Virtual Mouse
.
AI Virtual Mouse with Hand Gesture Detection
**Date: **2022-06-20
Author: Hee-Yun Kang, Woo-Ju So
Github: hyKangHGU/VirtualMouse
Demo Video: AI Virtual Mouse with Hand Gesture Detection
1. Introduction
In this project, we can control the mouse cursor on the monitor by recognizing the hand gesture on the webcam. This shows that you can control your PC by replacing the mouse and touchpad. In addition, the lecturer will be able to take a presentation in front of the camera only by moving their hands.
Goal
The goal of this project is to perform all basic operations of mouse with only hand gestures. The following are basic operations of mouse.
Left Click
Right Click
Double Click
Drag & Drop
Scroll
Hand can be recognized by using MediaPipe's hand landmakr model.

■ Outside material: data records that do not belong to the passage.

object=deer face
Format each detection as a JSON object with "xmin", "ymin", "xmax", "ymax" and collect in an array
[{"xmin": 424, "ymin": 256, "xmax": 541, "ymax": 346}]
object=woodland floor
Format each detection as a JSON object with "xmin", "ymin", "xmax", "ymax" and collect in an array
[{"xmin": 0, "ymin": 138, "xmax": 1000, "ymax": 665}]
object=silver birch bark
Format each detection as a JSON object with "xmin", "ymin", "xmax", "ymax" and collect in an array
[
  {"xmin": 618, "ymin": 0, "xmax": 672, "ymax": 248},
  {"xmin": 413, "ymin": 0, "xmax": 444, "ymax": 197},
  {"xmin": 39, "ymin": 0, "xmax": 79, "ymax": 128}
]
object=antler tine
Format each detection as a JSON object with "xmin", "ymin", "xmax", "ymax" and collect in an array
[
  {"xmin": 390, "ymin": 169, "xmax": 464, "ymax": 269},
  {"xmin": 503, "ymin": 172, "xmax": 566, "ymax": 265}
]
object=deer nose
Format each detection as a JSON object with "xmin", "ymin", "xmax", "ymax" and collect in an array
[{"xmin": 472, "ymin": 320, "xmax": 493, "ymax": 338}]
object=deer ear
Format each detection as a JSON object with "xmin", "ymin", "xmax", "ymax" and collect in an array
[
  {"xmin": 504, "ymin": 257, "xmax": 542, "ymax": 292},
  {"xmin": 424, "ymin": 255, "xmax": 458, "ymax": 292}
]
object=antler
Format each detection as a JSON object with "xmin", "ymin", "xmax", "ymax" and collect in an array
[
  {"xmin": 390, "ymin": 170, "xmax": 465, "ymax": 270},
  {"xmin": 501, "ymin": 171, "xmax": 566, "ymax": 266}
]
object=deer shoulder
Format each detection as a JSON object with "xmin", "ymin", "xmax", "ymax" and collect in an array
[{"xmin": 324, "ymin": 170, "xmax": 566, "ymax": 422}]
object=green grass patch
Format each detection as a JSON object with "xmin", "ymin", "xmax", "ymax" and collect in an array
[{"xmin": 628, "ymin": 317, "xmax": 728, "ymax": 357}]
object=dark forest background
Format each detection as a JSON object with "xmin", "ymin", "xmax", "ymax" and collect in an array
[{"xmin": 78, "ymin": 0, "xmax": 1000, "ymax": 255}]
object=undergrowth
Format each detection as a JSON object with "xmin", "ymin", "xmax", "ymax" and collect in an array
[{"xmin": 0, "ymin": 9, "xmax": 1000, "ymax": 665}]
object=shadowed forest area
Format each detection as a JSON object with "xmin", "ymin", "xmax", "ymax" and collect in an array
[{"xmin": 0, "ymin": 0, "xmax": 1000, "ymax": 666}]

As shown in the figure below, landmark information for each joint of the hand is available.
2. Requirement
Hardware
Webcam
Software Installation
Python 3.7.x or python 3.8.x
opencv-python
mediapipe
autopy
pyautogui
3. Tutorial Procedure
Setting up
Anaconda Install
Create virtual environment
Run anaconda prompt in administrator mode.
Python version == 3.7.13 or 3.8.13
conda create -n virtual_mouse python=3.7.13
conda activate virtual_mouse
Download Files
hyKangHGU/VirtualMouse (github.com)
Install Libraries
pip install opencv-python
pip install mediapipe
pip install autopy
pip install pyautogui
Solution for error
After downloading files and install libraries, you can see execution error. This error means that the protobuf package should be downgraded to 3.20.x.
pip uninstall protobuf
pip install protobuf==3.20.1
Code Desription
VirtualMouse.py : Main Program.
HandTrackingModule.py : Class and functions that recognize hands using MediaPipe are defined. (It is referenced by youtube link)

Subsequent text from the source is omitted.